Still not sure what to get your children or grandchildren this holiday season? Maybe they have too many toys or enough clothes to fill two closets. How about the gift of financial success and freedom – did that make it on their wishlist this year? It may sound boring to them now and they can’t possibly fathom the true gift that is time and compounding, but as you’ve probably learned over the years it’s worth the wait.
According to the IRS you are allowed to give up to $16,000 as a gift to anyone of your choosing, without triggering the Gift Tax in 2022. This limit will increase to $17,000 per person in 2023. The good news about this limit is that it is well above the limit one can contribute to a Roth IRA ($6,000 in 2022) and usually more than a minor earns in a year. So why not give them the gift of tax-free future income in retirement?
Most children, whether they are teenagers or younger, don’t spend a lot of time worrying about retirement. After all, when you’re juggling schoolwork, extracurricular activities, and all the other challenges of adolescence, saving for retirement may not even register on your radar screen.
However, that doesn’t mean that savvy parents, grandparents, and other family members can’t step in to help jumpstart their children’s retirement savings. One way to do that is to establish a custodial account Roth IRA for Minors.
What is a Roth IRA for Minors?
A Roth IRA for Minors provides all the benefits of a regular Roth IRA, but is geared toward children under the age of 18. Minors cannot generally open brokerage accounts in their own name until they are 18, so a Roth IRA for Minors requires an adult to serve as custodian.
The custodian maintains control of the child’s Roth IRA, including decisions about contributions, investments, and distributions. In addition, statements are sent to the custodian. However, the minor remains the beneficial account owner and the funds in the account must be used for the benefit of the minor. When the minor reaches a certain required age, typically either 18 or 21 in most states, the assets must be transferred to a new account in their name.
Who is eligible?
You might be wondering when you can open a Roth IRA for Minors or who qualifies. The child must meet these following two criteria to have a Roth IRA for Minor established:
- Is the child under 18? If yes, then they are eligible for a Roth IRA for kids! This means an adult can open an account on their behalf.
- Does the child have earned income? If yes, then they are eligible to start contributing to their account. This can be income from any kind of age – appropriate job (whether self-employed or through an employer) such as a summer job, babysitting, mowing lawns, or even a lemonade stand. This is where you come in – you can also start gifting your child contributions into their Roth IRA as long as it does not exceed their earned income for the year. For example, let’s say they make $1,000 this year from babysitting – you can deposit $1,000 into a Roth IRA for them.
Why start a Roth IRA for kids?
If you’re a parent, retirement may seem like a far off distant dream for yourself, so why should your children start a Roth IRA right now? As mentioned earlier, the benefits of time and compounding are certainly one reason. Another is the tax structure of the Roth IRA. Generally children are in the lowest tax bracket, so while they could contribute to a traditional IRA, using their after-tax income now for contributions will save them exponentially in 60+ years when they will hopefully have significantly more income.
A few other benefits for your child to have a Roth IRA:
- Roth IRA contributions (but not investment earnings) can be withdrawn at any time, without penalty. So a Roth IRA can be a great emergency fund for your kids, in addition to a great retirement savings vehicle.
- IRA funds can be used for college expenses penalty-free. So a Roth IRA can help your kids (or even their kids) pay for college.
- Up to $10,000 in investment earnings from a Roth IRA can be withdrawn tax- and penalty-free for a first-time home purchase. This is in addition to the ability to withdraw any contributions.
This year instead of more Legos someone will ultimately step on or video games that will be forgotten in a year, try a new kind of gift. Not only can it spark a foundational conversation about one’s future, it is also a great way to start good saving and investing habits early — and give that money the potential to grow for many years.
M & A Consulting Group, LLC, doing business as CAM Investor Solutions is an SEC registered investment adviser.

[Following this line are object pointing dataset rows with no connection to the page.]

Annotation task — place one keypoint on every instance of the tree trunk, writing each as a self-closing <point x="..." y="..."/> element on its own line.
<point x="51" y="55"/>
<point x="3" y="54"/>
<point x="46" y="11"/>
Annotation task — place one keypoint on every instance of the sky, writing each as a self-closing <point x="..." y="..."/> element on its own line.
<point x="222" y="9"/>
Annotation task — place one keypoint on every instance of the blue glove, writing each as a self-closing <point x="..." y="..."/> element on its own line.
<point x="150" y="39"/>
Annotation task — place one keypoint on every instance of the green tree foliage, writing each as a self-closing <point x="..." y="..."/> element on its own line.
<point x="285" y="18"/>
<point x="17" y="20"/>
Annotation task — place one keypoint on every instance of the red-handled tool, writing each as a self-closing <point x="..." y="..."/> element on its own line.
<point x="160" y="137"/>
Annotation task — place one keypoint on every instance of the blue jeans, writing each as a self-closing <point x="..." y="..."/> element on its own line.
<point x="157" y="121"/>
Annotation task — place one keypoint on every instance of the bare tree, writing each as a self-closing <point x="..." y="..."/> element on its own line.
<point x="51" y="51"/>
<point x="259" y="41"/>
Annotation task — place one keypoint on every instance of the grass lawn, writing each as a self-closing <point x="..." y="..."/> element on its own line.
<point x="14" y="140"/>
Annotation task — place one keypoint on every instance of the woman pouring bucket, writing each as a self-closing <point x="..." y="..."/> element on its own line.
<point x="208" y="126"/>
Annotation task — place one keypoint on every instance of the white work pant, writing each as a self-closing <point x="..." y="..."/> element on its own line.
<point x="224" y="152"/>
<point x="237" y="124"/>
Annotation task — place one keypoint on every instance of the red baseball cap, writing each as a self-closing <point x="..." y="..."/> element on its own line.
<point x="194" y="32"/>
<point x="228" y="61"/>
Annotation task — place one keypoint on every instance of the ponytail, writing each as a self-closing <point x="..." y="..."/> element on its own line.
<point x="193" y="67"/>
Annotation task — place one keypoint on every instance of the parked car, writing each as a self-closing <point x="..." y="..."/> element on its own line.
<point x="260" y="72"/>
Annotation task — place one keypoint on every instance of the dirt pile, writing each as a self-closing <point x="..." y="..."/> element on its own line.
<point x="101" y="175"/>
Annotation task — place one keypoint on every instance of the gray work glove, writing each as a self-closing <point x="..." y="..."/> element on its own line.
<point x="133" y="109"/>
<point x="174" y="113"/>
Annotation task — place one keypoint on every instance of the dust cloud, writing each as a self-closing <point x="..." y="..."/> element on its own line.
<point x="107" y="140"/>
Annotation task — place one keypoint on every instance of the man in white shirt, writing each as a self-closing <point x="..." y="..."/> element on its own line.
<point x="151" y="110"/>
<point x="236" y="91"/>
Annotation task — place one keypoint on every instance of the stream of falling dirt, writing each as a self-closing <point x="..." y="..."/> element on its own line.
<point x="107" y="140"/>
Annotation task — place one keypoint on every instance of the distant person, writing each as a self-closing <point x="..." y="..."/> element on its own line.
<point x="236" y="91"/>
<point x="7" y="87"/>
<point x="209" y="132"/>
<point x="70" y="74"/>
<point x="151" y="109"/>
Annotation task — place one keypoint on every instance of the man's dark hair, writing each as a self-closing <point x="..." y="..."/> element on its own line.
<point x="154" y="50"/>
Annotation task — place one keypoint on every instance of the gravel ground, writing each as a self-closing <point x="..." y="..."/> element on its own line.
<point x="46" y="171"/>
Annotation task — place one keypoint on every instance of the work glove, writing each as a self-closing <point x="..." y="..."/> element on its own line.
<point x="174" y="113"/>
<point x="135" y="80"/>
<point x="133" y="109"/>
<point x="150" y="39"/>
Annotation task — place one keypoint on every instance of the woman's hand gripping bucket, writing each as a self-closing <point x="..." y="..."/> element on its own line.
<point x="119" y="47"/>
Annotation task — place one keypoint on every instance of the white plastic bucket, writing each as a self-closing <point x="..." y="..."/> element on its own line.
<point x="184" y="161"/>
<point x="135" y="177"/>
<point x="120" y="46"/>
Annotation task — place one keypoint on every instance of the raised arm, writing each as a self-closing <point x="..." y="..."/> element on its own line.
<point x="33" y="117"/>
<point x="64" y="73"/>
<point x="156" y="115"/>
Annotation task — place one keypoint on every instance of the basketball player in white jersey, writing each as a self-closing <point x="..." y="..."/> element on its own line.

As a fee-only firm, we do not receive commissions nor sell any insurance products. We provide financial planning and investment information that we believe to be useful and accurate. However, there cannot be any guarantees.
This blog has been provided solely for informational purposes and does not represent investment advice or provide an opinion regarding fairness of any transaction. It does not constitute an offer, solicitation or a recommendation to buy or sell any particular security or instrument or to adopt any investment strategy. Past performance is not a guarantee of future results. Diversification does not eliminate the risk of market loss. Tax planning and investment illustrations are provided for educational purposes and should not be considered tax advice or recommendations. Investors should seek additional advice from their financial advisor or tax professional.